Moreover, the SEM images also reveal an evident difference in the electrical junctions (EJ) formed in the resin (see red circles) which is larger in the case of the 2D system compared to those established by dispersing MWCNTs. This confirms once again the double contribution (interparticle distance and their effective areas involved in the tunneling phenomenon) in determining the best piezoresistive response of graphene-based composites with respect to those based on nanotubes. In this latter case, the tunneling area is limited to sections of the order of few nanometers (see Figure 8).
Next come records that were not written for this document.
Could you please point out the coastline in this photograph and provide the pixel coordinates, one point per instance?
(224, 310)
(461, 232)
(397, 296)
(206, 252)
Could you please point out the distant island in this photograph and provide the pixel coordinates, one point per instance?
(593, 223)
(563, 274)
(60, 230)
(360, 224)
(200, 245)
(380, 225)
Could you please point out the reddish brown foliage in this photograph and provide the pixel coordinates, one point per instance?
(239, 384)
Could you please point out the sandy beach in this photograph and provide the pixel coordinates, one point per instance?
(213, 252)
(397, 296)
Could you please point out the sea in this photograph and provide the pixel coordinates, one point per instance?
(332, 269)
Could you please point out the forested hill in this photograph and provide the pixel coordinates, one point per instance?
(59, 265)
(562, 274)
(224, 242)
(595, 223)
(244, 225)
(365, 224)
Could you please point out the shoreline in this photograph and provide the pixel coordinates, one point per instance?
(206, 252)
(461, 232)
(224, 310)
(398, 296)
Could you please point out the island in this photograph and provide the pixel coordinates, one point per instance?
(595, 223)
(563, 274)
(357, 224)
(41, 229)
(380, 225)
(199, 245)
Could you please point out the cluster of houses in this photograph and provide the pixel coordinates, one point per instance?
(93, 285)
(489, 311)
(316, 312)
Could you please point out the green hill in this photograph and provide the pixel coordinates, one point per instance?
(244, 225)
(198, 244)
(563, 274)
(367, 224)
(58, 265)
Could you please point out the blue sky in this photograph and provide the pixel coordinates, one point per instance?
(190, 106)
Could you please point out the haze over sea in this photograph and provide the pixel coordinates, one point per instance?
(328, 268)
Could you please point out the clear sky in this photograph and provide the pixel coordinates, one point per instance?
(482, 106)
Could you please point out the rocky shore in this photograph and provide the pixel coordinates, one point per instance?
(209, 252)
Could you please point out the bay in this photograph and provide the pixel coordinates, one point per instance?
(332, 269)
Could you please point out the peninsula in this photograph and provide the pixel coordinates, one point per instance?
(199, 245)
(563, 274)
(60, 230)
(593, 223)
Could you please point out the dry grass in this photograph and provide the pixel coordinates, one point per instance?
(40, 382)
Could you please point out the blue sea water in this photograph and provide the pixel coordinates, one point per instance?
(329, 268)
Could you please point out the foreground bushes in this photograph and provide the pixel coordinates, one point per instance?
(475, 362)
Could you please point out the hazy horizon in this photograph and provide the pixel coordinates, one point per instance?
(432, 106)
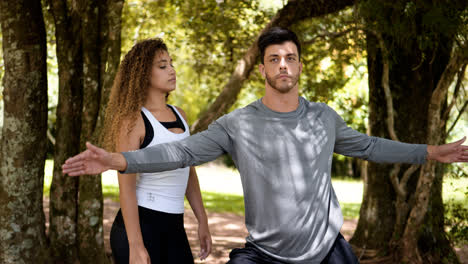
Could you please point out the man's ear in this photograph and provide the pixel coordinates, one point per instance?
(261, 68)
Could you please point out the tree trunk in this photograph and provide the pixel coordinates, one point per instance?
(64, 189)
(424, 195)
(412, 79)
(97, 53)
(23, 144)
(290, 14)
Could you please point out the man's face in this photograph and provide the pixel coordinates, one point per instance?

Further investigation is underway to investigate if the greater rigidity (storage modulus and tan δ) of 2D systems may also affect the height of barrier E_C of Equation (3). In fact, such a parameter is widely accepted as one strongly conditioning the electrical response of nanocomposites [29,53].

4. Conclusions

The sensing properties of a structural nanocomposite material obtained from epoxy resin with a high glass transition temperature suitable for structural applications have been investigated. Two different carbon-based fillers, multi-wall carbon nano tubes and exfoliated graphite characterized respectively by 1D and 2D structures and different aspect ratios, have been incorporated in the same insulating resin. The piezoresistive response of the resulting nanocomposites evidences different values of the gauge factor. Values of four and 39 have been found for composites filled with 1D and 2D particles, respectively. The greater sensitivity of the 2D system against permanent deformations has been interpreted in light of morphological considerations and an analytical model. The results highlight the relevant role of the filler aspect ratio on the GF of the developed nanocomposites. In particular, the difference in the aspect ratio of the two different fillers strongly influences the particle contact area, affecting the arrangement of the percolating network under load. The difference in the change in the contact resistance among graphite layers and CNTs dispersed in the resin seems to be relevant in determining the sensitivity of the formulated nanocomposites.

The proposed nanocomposites appear as promising candidates for applications, such as in the aeronautic sector, where structural health monitoring assumes particular relevance for safety issues.